How to test if the effects of two covariates are statistically different?

Question

I'm trying to model eating behavior with this model: $y=\beta_0+\beta_1x_1+\beta_2x_2+\beta_3x_3+\beta_4x_4+ϵ$

where y is BMI and the parameters are various characteristics of the food/drink a person orders.

Drink size is represented by $\beta_1$ and $\beta_2$ like so:

• $\beta_1$ can take two values: 1 for large and 0 for not large.
• $\beta_2$ can also take two values: 1 for medium and 0 for not medium.
• If both $\beta_1$ and $\beta_2$ are 0, this represents small.

How do I test if the influence of small drinks on BMI is the same as the influence of large drinks? I would usually proceed like so (the betas do not correspond with the one in the model above):

$H_0: \beta_{small} = \beta_{large} \\ H_A: \beta_{small} \ne \beta_{large}$

but the thing is, small drinks are not directly represented in any parameter.

Answer 1

You may need to think about what you mean by asking if "influence of small drinks on BMI is the same as the influence of large drinks?"

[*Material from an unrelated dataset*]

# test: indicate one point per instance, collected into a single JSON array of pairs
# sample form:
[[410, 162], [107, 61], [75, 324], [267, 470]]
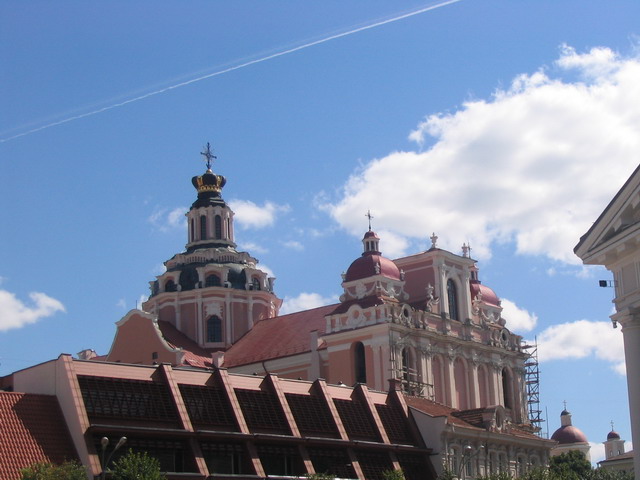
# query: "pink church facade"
[[424, 324]]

For a non-binary nominal variable, the "influence" of being in a certain category always has to be defined in comparison to some other category. My assumption is that what you really want to know is if people who drink large drinks have a significantly higher BMI than people who drink small drinks. If that's correct then $\beta_1$ already tells you exactly what you need to know!

Whenever you split a nominal categorical variable into dummies, as you did, the coefficients for each dummy variable tell you the "effect" of being in that category as opposed to the "reference category" - the category that you omitted from the list of dummies. Here you omitted "small" which means that

$\beta_1$ tells you the effect of being large as opposed to small

$\beta_2$ tells you the effect of being medium as opposed to small

The one thing this model doesn't tell you is if there is a significant effect for being medium as opposed to large. To test that you would need to run a different model with a different reference category (e.g. including dummies for medium and small)

Answer 2

yes, for small, medium and large it is best to use a "dummy variable" to contain all three possibilities. R will hold one of them as the "standard" and parameter equal to 0 so you would only get output for the other two. If using Excel, you need to hold one of the three out. It does not matter which you choose, but you might choose the one you want to use as the baseline to hold out. -rh

Answer 3

A better approach is to test a specific contrast. You shouldn’t have to refit a model to ask a specific question, using different indicator variable coding. And note that BMI being a ratio probably needs to be logged. Here is an example using the R rms package.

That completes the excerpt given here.